At first, DA Lock holds a press conference in which he confesses his mistake.  After all, why would this guy Deloach confess if he was not involved? 

Now things get mysterious.  After one night in the Johnston County jail, Deloach recants his confession.  DA Lock reverses course the next day and says his original case against Garner was solid after all. 

Garner’s attorneys move for a new trial.  A new jury ought to hear about Deloach and his written confession to the crime.  A new jury ought to know that Riddick gave perjured testimony where he denied having a cousin from NY named “Terrance.”  DA Lock fights this legal motion and prevails. Garner’s appeals go nowhere in the N.C. court system.  He starts serving his long jail sentence.

Summary of the case:

  • Riddick, the planner and perjurer, gets four years.
  • Henderson, who told the truth about Deloach, gets 11 years.
  • Garner, a totally innocent man, gets 30-40 years.
  • Deloach, the attempted murderer, goes free.

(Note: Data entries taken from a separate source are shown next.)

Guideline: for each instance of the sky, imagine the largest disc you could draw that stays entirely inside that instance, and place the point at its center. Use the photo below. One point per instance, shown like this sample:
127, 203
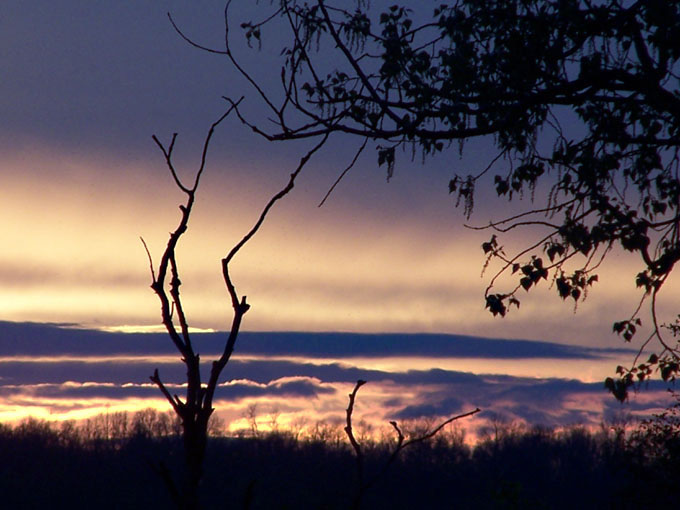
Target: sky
85, 86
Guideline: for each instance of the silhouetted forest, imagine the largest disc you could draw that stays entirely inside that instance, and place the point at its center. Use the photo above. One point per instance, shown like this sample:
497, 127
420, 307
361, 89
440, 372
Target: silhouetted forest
112, 461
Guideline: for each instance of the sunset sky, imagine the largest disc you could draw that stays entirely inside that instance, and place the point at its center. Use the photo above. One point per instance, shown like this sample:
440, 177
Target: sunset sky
84, 87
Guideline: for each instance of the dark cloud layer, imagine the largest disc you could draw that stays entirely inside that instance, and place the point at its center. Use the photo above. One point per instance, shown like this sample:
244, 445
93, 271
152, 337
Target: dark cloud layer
45, 339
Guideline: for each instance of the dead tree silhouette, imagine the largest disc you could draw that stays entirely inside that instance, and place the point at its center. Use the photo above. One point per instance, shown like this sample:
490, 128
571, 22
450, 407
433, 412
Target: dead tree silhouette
196, 408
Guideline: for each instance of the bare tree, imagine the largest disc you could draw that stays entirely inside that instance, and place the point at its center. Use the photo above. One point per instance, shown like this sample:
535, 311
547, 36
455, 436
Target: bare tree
363, 482
196, 408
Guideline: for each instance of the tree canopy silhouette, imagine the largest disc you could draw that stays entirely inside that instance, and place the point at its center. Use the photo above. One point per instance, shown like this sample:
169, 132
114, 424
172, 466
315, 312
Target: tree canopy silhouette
579, 96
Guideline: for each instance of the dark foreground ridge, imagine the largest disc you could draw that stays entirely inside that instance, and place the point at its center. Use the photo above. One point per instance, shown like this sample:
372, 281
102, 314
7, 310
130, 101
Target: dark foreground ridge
112, 462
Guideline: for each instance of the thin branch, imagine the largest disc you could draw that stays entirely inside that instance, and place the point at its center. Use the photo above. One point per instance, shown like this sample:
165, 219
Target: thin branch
344, 172
263, 215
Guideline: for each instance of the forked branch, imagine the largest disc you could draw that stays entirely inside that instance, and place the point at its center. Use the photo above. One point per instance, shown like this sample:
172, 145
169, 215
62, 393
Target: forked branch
364, 483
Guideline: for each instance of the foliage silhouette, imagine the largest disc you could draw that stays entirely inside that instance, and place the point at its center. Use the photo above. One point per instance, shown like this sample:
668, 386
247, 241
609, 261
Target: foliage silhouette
515, 468
580, 99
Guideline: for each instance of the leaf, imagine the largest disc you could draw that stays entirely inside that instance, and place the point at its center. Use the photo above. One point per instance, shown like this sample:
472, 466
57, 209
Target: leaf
526, 283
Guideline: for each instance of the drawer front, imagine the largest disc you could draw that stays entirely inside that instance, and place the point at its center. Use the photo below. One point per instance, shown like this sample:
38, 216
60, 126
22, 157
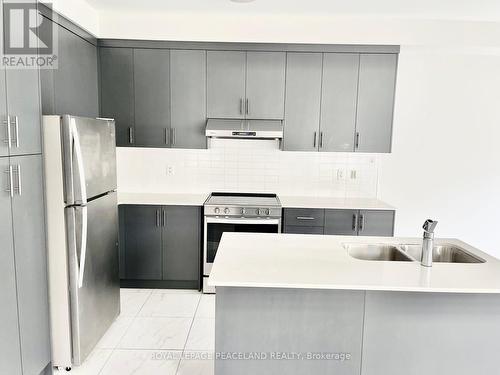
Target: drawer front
297, 229
305, 217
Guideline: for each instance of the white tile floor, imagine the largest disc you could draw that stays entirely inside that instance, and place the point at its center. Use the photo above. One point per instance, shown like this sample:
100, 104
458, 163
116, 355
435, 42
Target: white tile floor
155, 332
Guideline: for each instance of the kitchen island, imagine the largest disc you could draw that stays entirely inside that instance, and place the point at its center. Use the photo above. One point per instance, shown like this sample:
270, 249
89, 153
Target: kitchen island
307, 304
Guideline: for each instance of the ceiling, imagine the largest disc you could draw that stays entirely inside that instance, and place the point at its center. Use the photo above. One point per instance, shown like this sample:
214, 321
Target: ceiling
477, 10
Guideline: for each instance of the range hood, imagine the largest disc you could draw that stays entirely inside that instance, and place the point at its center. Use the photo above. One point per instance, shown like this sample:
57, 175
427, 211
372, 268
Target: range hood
247, 129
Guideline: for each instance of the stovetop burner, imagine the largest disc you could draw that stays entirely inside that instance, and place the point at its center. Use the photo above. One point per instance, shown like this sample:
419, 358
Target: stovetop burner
243, 205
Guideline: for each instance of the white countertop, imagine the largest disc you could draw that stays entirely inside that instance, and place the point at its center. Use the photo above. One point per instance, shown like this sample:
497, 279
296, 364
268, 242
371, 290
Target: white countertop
333, 203
322, 262
162, 199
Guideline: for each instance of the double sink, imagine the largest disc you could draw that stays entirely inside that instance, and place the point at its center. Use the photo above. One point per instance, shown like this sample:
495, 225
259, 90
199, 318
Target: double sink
444, 253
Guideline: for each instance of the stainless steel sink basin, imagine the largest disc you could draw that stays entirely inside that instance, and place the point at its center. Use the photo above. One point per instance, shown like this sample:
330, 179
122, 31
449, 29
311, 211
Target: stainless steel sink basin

However, a terrific Frontline documentary brings new scrutiny to the forgotten case.  The film is so powerful that the system just cannot withstand the spotlight.  About one month after the documentary airs, a court sets aside Garner’s conviction and he is freed.

Frontline really helped Terrance Garner.  And the national media attention has really helped the accused Duke University students.  Without such intense scrutiny, Nifong would still be on the case, and it is doubtful that the North Carolina Bar Association would have launched an ethics investigation.  But what about all the other cases that do not get such intense scrutiny?  Something to think about.